Positioned a stone’s throw from one of the most powerful offices in the world, Thomas has become a media mainstay in D.C. However, while Thomas has achieved a kind of celebrity, she doesn’t demand diva treatment and has shied away from the limelight many of her peers invite, even covet.

The quintessential interviewer has only recently allowed the press to turn their attention to her. Thomas’ book, “Front Row at The White House,” was published this spring and Thomas recently agreed to be on the other side for an interview with Jane Pauley for “Dateline NBC.” She told Pauley something we think all PR pros need to be reminded about.

“They can always say, ‘I can’t discuss that or ‘no comment.’ I grant you, it’s tantamount to yes in my opinion.”

Last week, in a far less high-profile setting, Thomas attended a book signing at a National Woman’s Party gathering hosted by the Capital Press Women, Women’s Information Network and The Business Women’s Network. She was applauded for serving as a role model for women, and having endured a White House Press Corps era when women didn’t have the same access men did. The National Press Club didn’t open its membership to women until 1971 when its treasury was running low.

Thomas has weathered other battles, proving that even those in the ivory tower get rebuffed. After six years of requests to interview First Lady Hillary Clinton, she recently was given the go-ahead.

In turn, she gave 30-plus women a unique chance to meet with her last week at the NWP reception. And PR NEWS was there to speak with her:

PRN: You have a new book and you’re being interviewed a lot lately – what’s it like being on the other side, not being the one asking the questions?

Thomas: I’d rather ask the questions, but when you’re trying to promote a book, you definitely make yourself available. You’re trying to get a wider audience, to spread the word you’ve got something for sale.

PRN: How do you see the role of PR and media relations changing since you entered journalism? How do spokespeople and companies deal with the press versus when you first entered journalism?
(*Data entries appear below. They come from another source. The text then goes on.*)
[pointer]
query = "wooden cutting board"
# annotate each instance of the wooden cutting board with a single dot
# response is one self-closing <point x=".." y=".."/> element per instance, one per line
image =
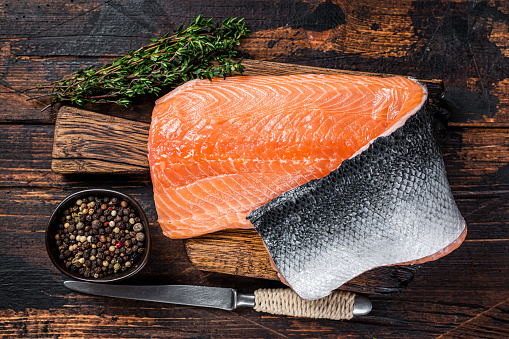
<point x="94" y="143"/>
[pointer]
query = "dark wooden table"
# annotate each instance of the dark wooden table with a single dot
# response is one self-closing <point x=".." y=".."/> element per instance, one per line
<point x="465" y="294"/>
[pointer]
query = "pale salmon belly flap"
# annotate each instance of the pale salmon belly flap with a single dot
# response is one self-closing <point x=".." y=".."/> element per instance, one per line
<point x="218" y="150"/>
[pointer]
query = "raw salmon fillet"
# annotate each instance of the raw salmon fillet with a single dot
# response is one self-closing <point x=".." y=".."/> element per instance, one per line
<point x="220" y="149"/>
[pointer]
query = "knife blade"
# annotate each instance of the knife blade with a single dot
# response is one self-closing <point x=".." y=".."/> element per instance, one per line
<point x="213" y="297"/>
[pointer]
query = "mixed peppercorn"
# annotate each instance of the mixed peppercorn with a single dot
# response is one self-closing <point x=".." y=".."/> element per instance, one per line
<point x="99" y="236"/>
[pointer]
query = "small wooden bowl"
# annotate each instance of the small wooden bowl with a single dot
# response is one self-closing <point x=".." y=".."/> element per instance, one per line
<point x="52" y="229"/>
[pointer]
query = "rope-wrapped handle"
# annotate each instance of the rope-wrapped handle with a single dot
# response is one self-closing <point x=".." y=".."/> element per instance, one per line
<point x="336" y="306"/>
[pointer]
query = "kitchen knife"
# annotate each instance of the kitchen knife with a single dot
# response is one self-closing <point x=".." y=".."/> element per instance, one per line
<point x="337" y="306"/>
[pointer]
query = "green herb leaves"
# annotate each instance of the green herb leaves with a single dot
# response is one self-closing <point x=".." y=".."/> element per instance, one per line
<point x="201" y="51"/>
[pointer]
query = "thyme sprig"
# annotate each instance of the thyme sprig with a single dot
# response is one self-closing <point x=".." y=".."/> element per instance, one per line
<point x="201" y="51"/>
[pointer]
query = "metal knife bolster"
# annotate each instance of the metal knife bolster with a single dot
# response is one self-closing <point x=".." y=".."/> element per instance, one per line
<point x="202" y="296"/>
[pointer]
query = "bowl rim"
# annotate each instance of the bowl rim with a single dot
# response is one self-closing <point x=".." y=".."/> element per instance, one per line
<point x="54" y="219"/>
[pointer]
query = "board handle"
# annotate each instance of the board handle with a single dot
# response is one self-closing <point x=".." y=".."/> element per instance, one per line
<point x="339" y="305"/>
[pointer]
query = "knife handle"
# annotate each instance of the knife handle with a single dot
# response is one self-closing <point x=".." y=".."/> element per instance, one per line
<point x="339" y="305"/>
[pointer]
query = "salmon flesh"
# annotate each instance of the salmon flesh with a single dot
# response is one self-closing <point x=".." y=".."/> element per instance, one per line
<point x="337" y="173"/>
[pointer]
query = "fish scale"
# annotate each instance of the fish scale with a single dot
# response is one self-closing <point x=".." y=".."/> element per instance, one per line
<point x="220" y="149"/>
<point x="403" y="211"/>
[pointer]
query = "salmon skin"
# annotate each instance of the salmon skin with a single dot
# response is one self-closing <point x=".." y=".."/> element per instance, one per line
<point x="390" y="204"/>
<point x="220" y="149"/>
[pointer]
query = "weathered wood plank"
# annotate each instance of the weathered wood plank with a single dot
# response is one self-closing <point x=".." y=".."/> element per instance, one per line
<point x="87" y="142"/>
<point x="408" y="39"/>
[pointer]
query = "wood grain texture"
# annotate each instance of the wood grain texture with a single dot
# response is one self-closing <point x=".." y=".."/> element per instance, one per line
<point x="464" y="43"/>
<point x="87" y="142"/>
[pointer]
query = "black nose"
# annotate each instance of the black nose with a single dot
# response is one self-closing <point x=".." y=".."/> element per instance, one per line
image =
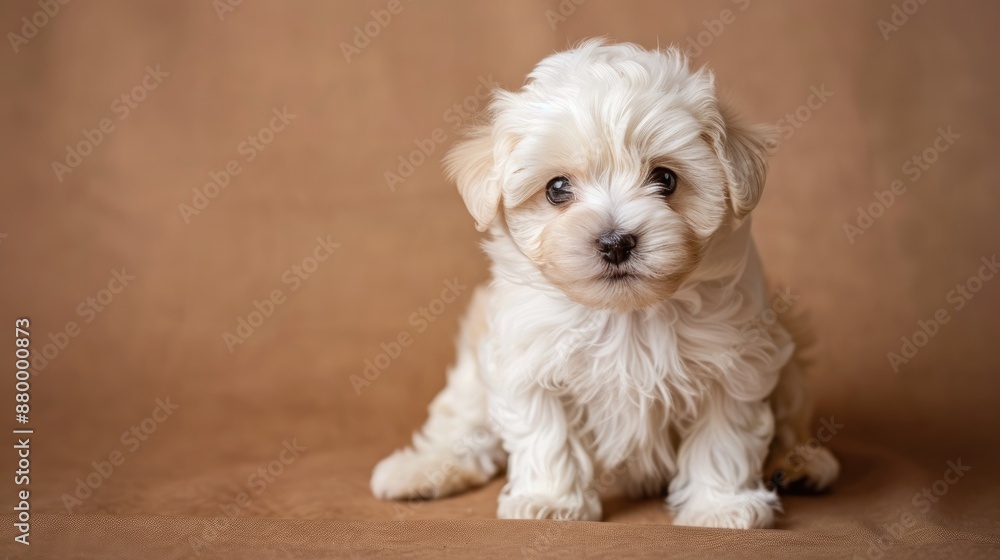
<point x="616" y="247"/>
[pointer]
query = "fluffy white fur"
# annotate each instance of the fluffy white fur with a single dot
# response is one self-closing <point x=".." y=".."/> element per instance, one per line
<point x="569" y="367"/>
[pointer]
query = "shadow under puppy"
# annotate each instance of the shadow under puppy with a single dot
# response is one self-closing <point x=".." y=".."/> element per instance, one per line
<point x="616" y="191"/>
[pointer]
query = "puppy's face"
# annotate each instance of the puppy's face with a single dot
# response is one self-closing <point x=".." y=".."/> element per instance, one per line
<point x="611" y="171"/>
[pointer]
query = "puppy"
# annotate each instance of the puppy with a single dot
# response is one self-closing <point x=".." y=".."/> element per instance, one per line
<point x="616" y="190"/>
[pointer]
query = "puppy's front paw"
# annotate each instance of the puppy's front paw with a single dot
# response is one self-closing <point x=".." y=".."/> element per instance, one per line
<point x="576" y="507"/>
<point x="746" y="509"/>
<point x="408" y="474"/>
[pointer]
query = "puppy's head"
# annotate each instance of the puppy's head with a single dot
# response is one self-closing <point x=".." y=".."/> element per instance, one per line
<point x="611" y="170"/>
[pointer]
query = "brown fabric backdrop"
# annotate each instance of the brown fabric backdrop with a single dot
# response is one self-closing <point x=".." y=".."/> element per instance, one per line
<point x="217" y="81"/>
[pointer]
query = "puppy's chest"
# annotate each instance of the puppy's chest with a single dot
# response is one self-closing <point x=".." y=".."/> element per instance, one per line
<point x="608" y="361"/>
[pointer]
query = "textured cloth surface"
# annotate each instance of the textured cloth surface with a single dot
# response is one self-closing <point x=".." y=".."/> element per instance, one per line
<point x="194" y="396"/>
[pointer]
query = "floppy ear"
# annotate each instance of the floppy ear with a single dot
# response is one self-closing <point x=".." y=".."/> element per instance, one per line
<point x="470" y="164"/>
<point x="743" y="150"/>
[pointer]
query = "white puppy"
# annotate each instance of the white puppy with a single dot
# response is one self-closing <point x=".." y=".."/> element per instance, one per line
<point x="616" y="191"/>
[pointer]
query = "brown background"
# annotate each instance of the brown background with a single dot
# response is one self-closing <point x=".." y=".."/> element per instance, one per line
<point x="324" y="176"/>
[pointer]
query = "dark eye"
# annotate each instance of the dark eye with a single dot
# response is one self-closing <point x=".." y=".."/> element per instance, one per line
<point x="665" y="179"/>
<point x="557" y="191"/>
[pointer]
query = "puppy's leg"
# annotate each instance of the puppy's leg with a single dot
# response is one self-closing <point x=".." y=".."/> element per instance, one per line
<point x="549" y="473"/>
<point x="797" y="461"/>
<point x="718" y="483"/>
<point x="457" y="448"/>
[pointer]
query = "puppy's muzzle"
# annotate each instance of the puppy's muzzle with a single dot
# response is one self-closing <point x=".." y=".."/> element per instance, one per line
<point x="616" y="247"/>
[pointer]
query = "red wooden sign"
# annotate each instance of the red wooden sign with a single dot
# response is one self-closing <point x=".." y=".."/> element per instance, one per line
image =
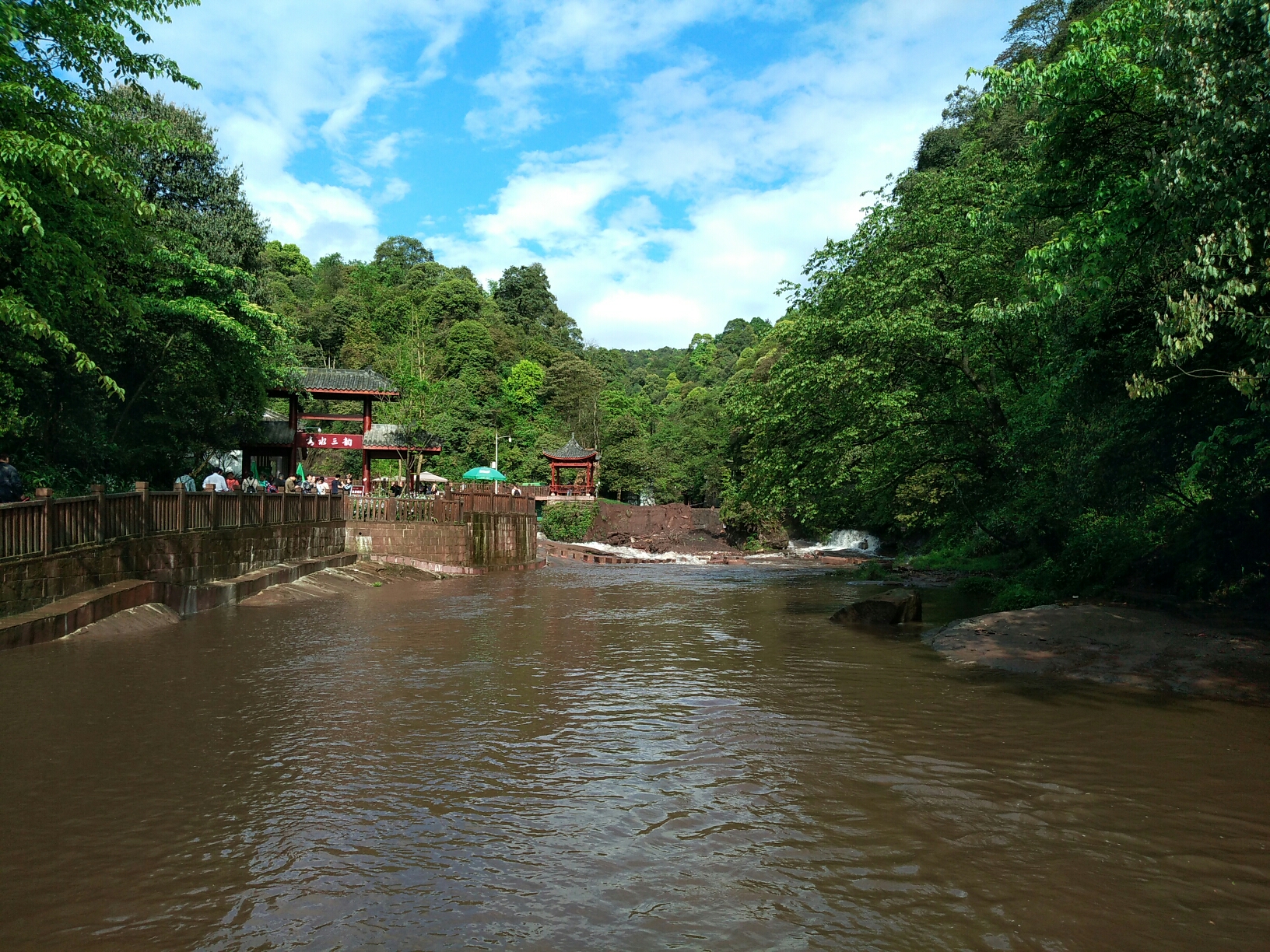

Thomas: Not a lot has changed. I think that we always appreciate good public relations, when they’re very fair and very honest. And I think most have very high ideals. I’ve known a lot of people in PR. I have former colleagues who went into public relations and I think they keep the standards very high. So, I don’t think I’ve ever really been snookered by a public relations person. They’ve always been fair and square. We know what they’re selling, we know what they’re trying to do, and a lot of them can be very helpful when you’re trying to find something.

PRN: That’s a perfect segue into the last question, what is the best scoop – or pitch – you’ve ever gotten from a PR person?

Thomas: I can’t speak about one pitch, but the best press secretary I ever dealt with, who understood people, who understood the media’s needs – and had something great to sell – was Liz Carpenter. She was Lady Bird Johnson’s press secretary. She lit a fire in terms of the national beautification program that lives on forever.

It’s Lady Bird Johnson’s greatest legacy, but Liz was very much a part of creating this tremendous national interest – tearing down the big billboards and wiping out the auto junkyards – it was just a national movement that took fire. It was because of a great P.T. Barnum who was Liz Carpenter.

PRN: What skills did she possess that made her effective?

Thomas: She was a great spokeswoman because of enthusiasm, believing in the cause, selling it. If you don’t have a good cause, a worthwhile message, you really can’t promote it. She took us everywhere, she showed us the reality of what she was promoting.

We traveled with Lady Bird Johnson. We went to national parks, historic places long before Hillary Clinton [traveled in the U.S. and abroad] and long before the millennium. We went to the homes of some of the great presidents and poets and Colonial-era figures and those who blazed the independence trail. What made Liz an invaluable press contact was that she gave us access. That’s something all good spokespeople and PR people do, or should do.